どうやら買い物に出かけてしまったようで、一人での外出を禁じられている浮竹は、あくびをしながらもう一度眠った。

「浮竹、浮竹、起きて。もう夕方だよ?」

「え、もうそんな時間なのか。昼寝しすぎた!」

「ふふ、何かいい夢でも見ていたの?顔がにまにましていたよ」

「べ、別にお前のことを夢に見ていたわけじゃないからな!」

そう言いながら、尻尾をぶんぶんと振る浮竹に、京楽はその頭を撫でた。

「ごめんね、一人での外出禁じて。でも、安全のためだから」

「いい。
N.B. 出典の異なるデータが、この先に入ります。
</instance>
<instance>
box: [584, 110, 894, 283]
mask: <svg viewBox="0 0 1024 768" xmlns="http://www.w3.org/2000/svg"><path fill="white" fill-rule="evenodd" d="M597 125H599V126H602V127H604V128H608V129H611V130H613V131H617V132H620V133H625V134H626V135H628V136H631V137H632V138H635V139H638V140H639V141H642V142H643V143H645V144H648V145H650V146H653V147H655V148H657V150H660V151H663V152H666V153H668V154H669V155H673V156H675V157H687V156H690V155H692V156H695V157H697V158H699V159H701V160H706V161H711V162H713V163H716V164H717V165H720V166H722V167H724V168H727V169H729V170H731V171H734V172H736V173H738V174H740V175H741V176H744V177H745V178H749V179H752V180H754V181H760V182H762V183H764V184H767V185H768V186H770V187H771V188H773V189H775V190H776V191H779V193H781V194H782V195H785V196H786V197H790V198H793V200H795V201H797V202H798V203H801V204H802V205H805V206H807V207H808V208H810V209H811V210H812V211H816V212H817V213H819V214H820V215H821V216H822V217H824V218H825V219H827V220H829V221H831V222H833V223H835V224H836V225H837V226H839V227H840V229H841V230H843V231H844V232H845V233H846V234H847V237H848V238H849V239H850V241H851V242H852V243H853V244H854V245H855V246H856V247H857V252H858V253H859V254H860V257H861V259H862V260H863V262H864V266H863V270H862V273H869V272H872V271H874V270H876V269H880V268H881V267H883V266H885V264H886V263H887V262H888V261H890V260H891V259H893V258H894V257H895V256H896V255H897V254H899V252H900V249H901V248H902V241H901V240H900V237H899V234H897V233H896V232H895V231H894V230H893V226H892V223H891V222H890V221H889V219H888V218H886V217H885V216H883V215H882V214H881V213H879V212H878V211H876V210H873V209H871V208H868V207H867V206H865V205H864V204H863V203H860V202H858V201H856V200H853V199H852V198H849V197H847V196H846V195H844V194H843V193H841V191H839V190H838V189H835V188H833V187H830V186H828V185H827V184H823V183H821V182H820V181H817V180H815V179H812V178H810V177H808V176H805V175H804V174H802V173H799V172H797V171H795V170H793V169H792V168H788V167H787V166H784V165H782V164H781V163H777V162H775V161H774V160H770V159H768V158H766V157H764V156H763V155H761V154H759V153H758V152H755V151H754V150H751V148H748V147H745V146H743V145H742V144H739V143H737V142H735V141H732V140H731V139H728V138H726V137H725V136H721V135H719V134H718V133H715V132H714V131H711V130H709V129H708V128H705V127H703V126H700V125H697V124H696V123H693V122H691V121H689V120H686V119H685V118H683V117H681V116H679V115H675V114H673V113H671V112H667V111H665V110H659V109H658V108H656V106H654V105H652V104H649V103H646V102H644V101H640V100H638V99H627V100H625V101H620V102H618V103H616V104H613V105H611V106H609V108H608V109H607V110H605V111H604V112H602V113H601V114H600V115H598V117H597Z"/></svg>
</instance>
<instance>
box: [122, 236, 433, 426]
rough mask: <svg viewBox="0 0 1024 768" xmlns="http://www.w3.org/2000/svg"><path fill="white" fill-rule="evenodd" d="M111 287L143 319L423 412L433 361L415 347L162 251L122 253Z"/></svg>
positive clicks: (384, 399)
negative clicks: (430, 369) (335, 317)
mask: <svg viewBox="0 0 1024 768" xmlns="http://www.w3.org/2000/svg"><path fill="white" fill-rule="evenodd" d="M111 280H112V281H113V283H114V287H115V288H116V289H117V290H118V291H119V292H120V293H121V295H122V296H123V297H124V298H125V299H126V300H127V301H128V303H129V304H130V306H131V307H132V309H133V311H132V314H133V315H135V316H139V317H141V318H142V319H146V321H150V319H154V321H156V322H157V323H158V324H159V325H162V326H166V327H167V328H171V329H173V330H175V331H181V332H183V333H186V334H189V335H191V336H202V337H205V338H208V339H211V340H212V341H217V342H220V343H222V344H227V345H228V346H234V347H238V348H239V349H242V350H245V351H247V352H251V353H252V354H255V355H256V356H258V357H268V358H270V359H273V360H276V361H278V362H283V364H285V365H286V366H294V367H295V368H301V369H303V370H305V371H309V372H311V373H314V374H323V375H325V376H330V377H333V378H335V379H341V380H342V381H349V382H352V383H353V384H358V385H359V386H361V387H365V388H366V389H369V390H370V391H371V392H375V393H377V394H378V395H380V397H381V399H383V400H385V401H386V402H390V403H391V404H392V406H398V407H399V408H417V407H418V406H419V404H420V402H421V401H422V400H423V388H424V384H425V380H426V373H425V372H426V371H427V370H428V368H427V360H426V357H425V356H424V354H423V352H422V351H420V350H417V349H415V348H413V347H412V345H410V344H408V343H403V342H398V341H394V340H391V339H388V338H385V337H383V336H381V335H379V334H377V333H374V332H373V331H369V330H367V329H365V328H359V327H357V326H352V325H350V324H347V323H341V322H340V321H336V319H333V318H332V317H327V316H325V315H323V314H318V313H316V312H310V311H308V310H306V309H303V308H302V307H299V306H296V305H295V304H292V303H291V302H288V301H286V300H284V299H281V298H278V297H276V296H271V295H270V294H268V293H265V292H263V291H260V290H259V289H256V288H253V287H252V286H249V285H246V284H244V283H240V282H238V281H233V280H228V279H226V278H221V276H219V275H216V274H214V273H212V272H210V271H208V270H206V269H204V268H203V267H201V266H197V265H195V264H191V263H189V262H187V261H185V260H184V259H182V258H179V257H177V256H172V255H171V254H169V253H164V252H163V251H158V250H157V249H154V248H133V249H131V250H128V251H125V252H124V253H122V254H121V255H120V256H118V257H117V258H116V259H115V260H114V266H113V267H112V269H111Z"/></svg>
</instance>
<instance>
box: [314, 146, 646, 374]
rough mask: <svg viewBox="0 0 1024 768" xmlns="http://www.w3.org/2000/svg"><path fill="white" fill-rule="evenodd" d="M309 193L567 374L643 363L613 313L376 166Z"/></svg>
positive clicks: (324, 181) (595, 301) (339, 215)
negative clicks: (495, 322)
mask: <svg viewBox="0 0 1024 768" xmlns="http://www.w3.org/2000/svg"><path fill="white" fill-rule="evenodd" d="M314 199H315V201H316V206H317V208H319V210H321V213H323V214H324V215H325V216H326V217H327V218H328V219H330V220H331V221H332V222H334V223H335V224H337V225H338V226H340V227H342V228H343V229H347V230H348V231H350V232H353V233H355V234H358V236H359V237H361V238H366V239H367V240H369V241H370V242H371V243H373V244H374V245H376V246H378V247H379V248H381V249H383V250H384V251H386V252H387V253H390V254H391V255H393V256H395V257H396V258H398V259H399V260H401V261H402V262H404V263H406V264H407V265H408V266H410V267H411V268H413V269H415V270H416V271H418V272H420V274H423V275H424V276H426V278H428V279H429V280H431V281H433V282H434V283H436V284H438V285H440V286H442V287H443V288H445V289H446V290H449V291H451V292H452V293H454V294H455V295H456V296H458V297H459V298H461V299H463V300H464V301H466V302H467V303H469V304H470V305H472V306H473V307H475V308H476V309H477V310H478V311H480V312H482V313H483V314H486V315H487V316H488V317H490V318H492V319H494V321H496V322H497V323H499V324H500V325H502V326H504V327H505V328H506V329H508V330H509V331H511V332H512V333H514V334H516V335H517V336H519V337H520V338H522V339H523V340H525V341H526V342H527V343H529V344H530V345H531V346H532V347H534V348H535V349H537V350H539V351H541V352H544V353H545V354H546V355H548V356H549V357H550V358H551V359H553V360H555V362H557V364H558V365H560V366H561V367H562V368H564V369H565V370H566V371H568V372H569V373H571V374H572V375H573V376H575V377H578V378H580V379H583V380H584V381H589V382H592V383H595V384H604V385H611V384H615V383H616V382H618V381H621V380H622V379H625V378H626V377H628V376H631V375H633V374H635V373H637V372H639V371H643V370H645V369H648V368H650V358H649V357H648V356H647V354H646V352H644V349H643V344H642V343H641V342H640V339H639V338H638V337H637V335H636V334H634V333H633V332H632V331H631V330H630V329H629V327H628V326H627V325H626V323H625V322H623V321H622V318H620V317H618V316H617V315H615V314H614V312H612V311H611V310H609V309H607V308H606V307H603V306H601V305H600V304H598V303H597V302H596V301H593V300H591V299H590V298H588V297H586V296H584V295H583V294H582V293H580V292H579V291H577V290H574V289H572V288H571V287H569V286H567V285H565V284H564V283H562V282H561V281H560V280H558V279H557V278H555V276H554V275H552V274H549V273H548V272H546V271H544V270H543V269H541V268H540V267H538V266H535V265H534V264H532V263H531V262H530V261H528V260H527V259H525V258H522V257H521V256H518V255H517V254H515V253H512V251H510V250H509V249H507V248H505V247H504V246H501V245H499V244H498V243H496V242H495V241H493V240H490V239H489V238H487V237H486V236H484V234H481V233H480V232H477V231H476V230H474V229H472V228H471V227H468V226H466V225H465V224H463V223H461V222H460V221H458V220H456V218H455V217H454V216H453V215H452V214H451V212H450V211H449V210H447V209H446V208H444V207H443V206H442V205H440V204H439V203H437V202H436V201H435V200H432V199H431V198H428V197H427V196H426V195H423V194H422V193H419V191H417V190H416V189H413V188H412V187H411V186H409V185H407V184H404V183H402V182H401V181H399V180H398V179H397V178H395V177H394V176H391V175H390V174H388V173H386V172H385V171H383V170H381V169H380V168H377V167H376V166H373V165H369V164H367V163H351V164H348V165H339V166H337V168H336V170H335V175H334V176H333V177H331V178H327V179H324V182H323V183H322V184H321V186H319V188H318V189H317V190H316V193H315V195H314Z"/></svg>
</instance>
一人で留守番もできる」

「今日は君が寝ていたから連れ出さなかったけど、なるべく一緒に外に出るようにするよ」

「本当か?約束だぞ」

「うん、約束」

指切りをして、京楽が作ってくれたカルボナーラを食べる。

「うまい。おかわり!」

「あーあー、浮竹、口にべっとついてるよ?」

京楽はナプキンで浮竹の口をぬぐってやり、その頭を撫でる。

「京楽は、なんで俺の頭を良く撫でるんだ?」

「愛情のスキンシップだよ。それより、キスのほうがいい?」

聞かれて、浮竹は真っ赤になる。

「頭を撫でるでいい・・・・」

「ふふ、かわいいね」

「京楽のバカ」

カルボナーラのおかわりを食べつつ、浮竹はそっぽをむく。

「浮竹、大好きだよ」

耳元で囁かれて、京楽はカルボナーラを食べ終わると、京楽から距離をとる。

「俺も大好きだ、ばか!」

尻尾をぶんぶん振って、浮竹は先にお風呂に行ってしまった。

「ふふ、浮竹は本当にかわいいなぁ」

京楽は、浮竹のあとを追って一緒にお風呂に入るのであった。